Revue LSO/Roth – lively, violent and virtuoso premieres | Classical music

François-Xavier Roth conducted the last concert of the London Symphony Orchestra’s Futures series. With the ballast of its program provided by recitals of two of Richard Strauss’ tone poems – a racy rendition of Till Eulenspiegel and an edgy, almost histrionic Death and Transfiguration, both brilliantly delivered by the LSO – there were three premieres, including two by composers who had previously been part of the orchestra’s Panufnik program to encourage young talent.

Finnish composer Joel Järventausta was a member of the program just three years ago. His Sunfall, inspired by a vivid 19th-century painting of a sunset, and by Cormac McCarthy’s novel Blood Meridian, seemed an exceptionally assured piece of orchestral writing. It is a 10-minute symphonic poem, extremely concentrated, in which violent explosions of brass alternate with more consoling instrumental lines and difficult passages of stasis.

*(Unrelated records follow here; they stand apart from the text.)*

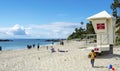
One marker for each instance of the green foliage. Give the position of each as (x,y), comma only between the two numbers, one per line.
(78,33)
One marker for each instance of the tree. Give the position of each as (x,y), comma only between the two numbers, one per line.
(90,29)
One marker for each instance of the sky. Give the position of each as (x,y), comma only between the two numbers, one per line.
(46,18)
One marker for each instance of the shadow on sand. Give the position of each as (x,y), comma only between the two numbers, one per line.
(100,66)
(105,56)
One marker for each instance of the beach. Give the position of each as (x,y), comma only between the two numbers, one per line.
(75,59)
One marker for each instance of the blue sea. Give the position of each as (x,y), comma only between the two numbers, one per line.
(22,43)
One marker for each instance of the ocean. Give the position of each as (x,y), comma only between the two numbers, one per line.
(22,43)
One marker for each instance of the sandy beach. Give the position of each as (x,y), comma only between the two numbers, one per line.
(76,59)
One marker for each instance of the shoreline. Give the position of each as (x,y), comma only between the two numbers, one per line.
(76,59)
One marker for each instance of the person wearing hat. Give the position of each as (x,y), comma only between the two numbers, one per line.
(92,57)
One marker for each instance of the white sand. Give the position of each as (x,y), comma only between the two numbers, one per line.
(76,59)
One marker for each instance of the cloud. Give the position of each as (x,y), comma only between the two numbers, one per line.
(50,30)
(55,29)
(16,30)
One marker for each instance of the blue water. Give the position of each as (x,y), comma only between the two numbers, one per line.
(22,43)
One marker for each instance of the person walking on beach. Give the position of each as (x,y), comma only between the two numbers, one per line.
(92,57)
(38,46)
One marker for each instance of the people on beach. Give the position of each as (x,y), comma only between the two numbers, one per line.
(38,46)
(61,43)
(33,45)
(29,46)
(92,57)
(52,50)
(0,48)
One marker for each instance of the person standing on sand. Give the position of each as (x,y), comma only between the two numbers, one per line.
(38,46)
(92,57)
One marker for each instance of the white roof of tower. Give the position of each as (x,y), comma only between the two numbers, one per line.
(102,14)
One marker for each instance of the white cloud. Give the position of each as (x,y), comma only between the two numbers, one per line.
(55,30)
(51,30)
(16,30)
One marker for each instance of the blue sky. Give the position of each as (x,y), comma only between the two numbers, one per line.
(46,18)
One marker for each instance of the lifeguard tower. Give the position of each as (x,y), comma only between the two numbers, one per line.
(104,25)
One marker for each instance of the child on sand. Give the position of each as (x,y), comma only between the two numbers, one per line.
(92,57)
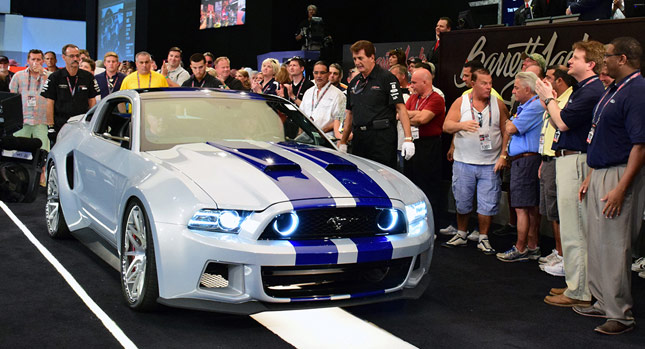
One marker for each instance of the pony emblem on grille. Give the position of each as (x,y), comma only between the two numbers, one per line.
(338,222)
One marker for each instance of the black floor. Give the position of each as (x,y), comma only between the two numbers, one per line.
(473,300)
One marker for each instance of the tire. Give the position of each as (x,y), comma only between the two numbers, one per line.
(56,225)
(138,267)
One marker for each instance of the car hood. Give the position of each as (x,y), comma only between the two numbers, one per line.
(253,175)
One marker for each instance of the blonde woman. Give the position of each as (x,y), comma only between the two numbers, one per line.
(270,67)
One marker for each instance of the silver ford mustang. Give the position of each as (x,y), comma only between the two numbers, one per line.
(233,202)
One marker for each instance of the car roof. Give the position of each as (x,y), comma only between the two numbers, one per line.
(196,92)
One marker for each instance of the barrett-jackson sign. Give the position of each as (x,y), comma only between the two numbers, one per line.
(500,49)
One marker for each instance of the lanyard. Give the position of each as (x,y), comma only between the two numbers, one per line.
(266,87)
(149,80)
(314,106)
(424,101)
(302,82)
(202,84)
(37,83)
(111,85)
(596,114)
(587,83)
(472,112)
(69,84)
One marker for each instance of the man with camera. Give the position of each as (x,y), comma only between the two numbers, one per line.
(34,107)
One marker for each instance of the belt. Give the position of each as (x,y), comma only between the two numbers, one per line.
(564,152)
(515,157)
(380,124)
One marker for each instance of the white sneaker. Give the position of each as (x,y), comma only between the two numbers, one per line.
(639,265)
(555,270)
(449,230)
(546,259)
(485,247)
(553,261)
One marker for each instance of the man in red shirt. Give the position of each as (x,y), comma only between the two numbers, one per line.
(426,109)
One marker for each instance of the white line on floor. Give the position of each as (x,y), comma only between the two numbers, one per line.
(105,319)
(327,328)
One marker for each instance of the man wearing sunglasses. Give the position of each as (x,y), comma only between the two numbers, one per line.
(373,101)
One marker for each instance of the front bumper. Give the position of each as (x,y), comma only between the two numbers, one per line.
(184,257)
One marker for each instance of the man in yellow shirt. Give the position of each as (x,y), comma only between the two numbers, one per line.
(561,82)
(144,77)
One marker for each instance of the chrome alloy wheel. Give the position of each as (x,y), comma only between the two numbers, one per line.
(52,208)
(133,258)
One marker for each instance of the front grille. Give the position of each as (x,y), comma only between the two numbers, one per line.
(329,280)
(334,223)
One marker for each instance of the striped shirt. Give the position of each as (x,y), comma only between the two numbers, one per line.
(34,106)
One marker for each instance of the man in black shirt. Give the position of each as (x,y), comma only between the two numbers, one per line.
(373,100)
(223,70)
(69,91)
(200,78)
(298,86)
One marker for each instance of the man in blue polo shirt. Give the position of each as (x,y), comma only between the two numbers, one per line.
(616,186)
(573,123)
(524,129)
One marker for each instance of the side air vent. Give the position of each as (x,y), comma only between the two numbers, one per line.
(69,169)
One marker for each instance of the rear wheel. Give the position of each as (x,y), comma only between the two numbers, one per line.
(56,225)
(138,267)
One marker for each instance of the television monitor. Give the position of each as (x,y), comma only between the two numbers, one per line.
(222,13)
(10,113)
(116,24)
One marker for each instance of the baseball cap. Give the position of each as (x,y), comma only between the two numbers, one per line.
(536,57)
(413,60)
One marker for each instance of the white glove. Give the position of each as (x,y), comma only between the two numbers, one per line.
(407,150)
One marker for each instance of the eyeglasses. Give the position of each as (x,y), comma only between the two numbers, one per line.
(360,86)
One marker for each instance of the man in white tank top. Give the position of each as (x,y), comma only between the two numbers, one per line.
(477,120)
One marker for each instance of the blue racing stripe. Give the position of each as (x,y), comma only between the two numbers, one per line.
(310,299)
(357,182)
(367,294)
(294,182)
(373,249)
(315,252)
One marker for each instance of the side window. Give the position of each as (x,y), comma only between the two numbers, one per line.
(115,123)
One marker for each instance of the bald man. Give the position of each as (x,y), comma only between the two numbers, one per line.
(426,109)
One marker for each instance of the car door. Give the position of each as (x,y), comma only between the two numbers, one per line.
(102,160)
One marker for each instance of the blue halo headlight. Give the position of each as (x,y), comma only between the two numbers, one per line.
(387,219)
(416,211)
(221,221)
(286,223)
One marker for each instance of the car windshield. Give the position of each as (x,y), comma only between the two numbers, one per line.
(169,122)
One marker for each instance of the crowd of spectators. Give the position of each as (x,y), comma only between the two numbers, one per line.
(572,144)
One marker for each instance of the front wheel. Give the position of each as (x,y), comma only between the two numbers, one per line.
(138,268)
(56,225)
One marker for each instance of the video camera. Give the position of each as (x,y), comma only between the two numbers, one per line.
(21,158)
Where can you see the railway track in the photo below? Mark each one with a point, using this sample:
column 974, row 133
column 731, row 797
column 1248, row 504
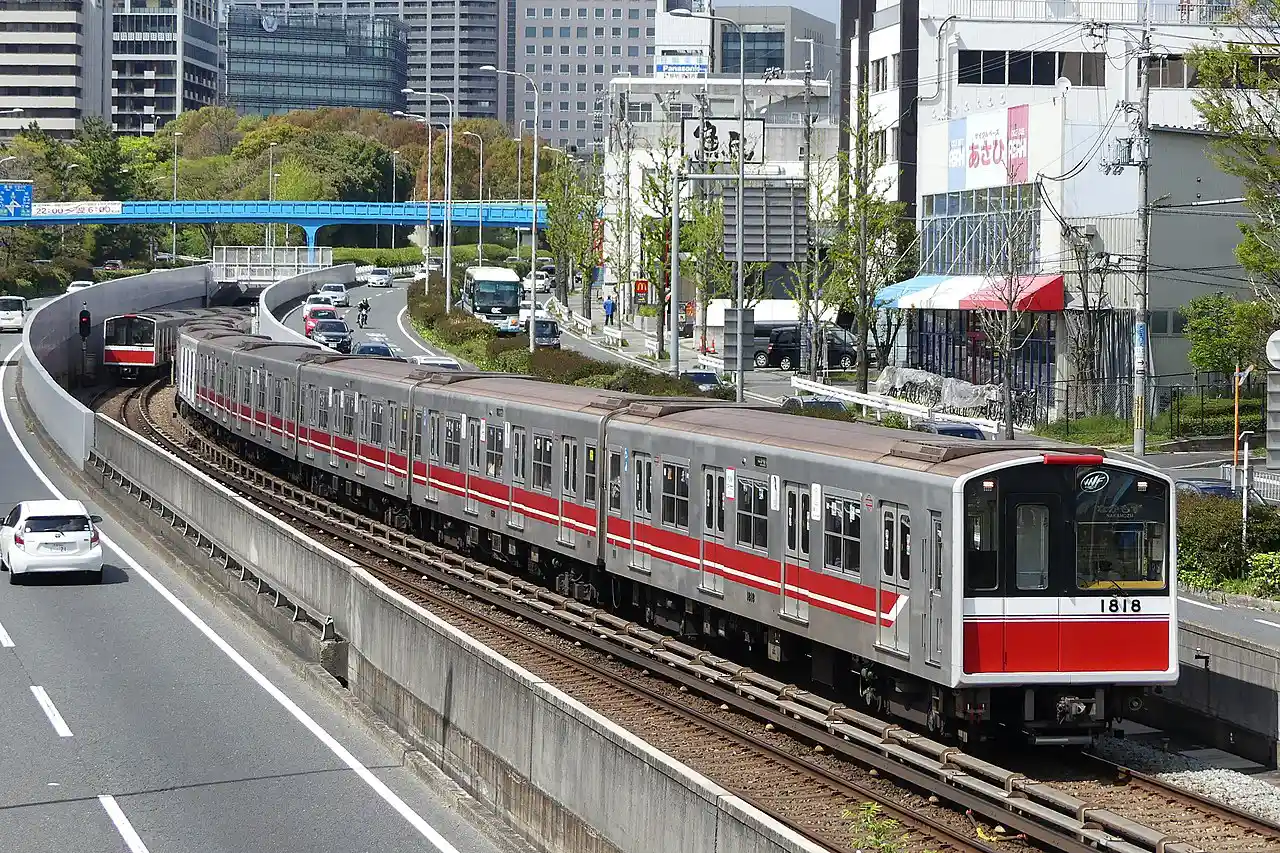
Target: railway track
column 707, row 710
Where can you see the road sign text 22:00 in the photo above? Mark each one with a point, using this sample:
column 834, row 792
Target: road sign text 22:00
column 1121, row 605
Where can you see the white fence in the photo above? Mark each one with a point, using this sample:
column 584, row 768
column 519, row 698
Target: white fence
column 880, row 405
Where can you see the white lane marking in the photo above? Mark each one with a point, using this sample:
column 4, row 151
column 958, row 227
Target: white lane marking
column 50, row 710
column 341, row 752
column 122, row 824
column 400, row 322
column 1197, row 603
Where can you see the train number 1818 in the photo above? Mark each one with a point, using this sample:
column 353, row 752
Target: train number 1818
column 1120, row 605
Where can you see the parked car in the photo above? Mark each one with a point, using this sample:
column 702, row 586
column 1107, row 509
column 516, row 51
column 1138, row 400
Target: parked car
column 334, row 334
column 376, row 349
column 312, row 314
column 784, row 349
column 13, row 313
column 50, row 536
column 1216, row 488
column 704, row 379
column 337, row 291
column 954, row 429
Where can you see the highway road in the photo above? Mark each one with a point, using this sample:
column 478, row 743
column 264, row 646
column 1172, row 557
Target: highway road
column 140, row 716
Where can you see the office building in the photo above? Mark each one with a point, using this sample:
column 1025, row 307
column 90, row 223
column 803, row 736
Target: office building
column 302, row 60
column 56, row 64
column 981, row 133
column 572, row 49
column 769, row 37
column 448, row 41
column 164, row 62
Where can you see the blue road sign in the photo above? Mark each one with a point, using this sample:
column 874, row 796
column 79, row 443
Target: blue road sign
column 14, row 199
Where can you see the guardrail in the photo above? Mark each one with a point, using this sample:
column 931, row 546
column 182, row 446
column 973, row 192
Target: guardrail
column 880, row 404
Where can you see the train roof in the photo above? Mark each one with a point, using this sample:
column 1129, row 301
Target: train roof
column 942, row 455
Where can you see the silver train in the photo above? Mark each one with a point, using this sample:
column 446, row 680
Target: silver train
column 967, row 585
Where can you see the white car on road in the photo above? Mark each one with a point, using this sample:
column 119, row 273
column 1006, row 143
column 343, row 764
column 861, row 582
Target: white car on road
column 48, row 537
column 13, row 313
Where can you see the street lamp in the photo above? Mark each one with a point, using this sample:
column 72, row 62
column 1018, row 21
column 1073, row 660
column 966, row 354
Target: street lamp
column 480, row 219
column 740, row 377
column 533, row 215
column 173, row 246
column 269, row 236
column 448, row 195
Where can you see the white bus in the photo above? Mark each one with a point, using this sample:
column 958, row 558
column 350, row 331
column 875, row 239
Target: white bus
column 493, row 295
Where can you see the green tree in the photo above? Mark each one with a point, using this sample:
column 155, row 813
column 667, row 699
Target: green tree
column 1226, row 333
column 1238, row 96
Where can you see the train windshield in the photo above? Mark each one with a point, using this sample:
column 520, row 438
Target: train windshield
column 129, row 332
column 1120, row 530
column 1065, row 530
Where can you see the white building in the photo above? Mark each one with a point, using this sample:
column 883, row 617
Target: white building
column 987, row 104
column 58, row 64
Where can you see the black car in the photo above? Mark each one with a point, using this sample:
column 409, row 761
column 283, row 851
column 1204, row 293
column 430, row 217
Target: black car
column 784, row 350
column 376, row 349
column 954, row 429
column 333, row 333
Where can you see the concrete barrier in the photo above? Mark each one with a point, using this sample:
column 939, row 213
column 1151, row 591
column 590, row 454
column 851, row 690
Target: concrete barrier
column 1229, row 680
column 563, row 775
column 277, row 300
column 53, row 357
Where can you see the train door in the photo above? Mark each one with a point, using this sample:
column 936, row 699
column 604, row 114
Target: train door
column 798, row 503
column 1028, row 542
column 641, row 510
column 713, row 528
column 361, row 434
column 895, row 578
column 568, row 486
column 391, row 442
column 936, row 609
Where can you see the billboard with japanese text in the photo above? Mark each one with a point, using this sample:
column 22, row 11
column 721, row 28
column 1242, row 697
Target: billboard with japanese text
column 988, row 149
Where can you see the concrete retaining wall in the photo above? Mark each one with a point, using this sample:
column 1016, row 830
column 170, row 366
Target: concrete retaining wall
column 51, row 354
column 287, row 293
column 563, row 775
column 1233, row 682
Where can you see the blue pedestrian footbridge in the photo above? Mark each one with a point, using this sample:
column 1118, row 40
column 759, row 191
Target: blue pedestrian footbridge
column 307, row 215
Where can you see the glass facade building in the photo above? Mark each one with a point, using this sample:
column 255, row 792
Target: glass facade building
column 277, row 63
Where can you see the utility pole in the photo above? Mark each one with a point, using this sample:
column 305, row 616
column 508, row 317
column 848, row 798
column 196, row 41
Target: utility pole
column 1142, row 153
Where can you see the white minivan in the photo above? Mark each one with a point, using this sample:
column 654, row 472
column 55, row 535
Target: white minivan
column 13, row 313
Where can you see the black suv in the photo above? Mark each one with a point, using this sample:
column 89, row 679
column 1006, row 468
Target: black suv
column 785, row 349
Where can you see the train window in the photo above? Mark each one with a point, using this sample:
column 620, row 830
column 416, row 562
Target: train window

Soloist assured: Håkan Hardenberger (trumpet) with François-Xavier Roth. Photography: Mark Allan

Francisco Coll has been a Panufnik alumnus since the early days of the program. The UK premiere of his 2019 violin concerto, co-commissioned by the LSO, had been delayed by Covid. Written for Patricia Kopatchinskaja and already available on disc, it sounded as brilliantly original performed live by her as on disc. Broadly, it is a three-movement concerto in the virtuoso tradition, with cadence and perfectly suited to the extravagant talents of Kopatchinskaja, but it is also a showcase for Coll’s free-wheeling orchestral virtuosity, his teeming and tangled invention, his ear for lively sonorities, and sly references to earlier music.

The third new work was also commissioned by the LSO. But even with Håken Hardenberger as the typically assured soloist, Helen Grime’s Night-Sky-Blue Trumpet Concerto was unfortunately limited in its solo writing, which seemed to focus on just a few ideas. The orchestral writing was much more imaginative and the ear was often diverted from the solo trumpet to what was happening elsewhere – not exactly ideal in a concerto.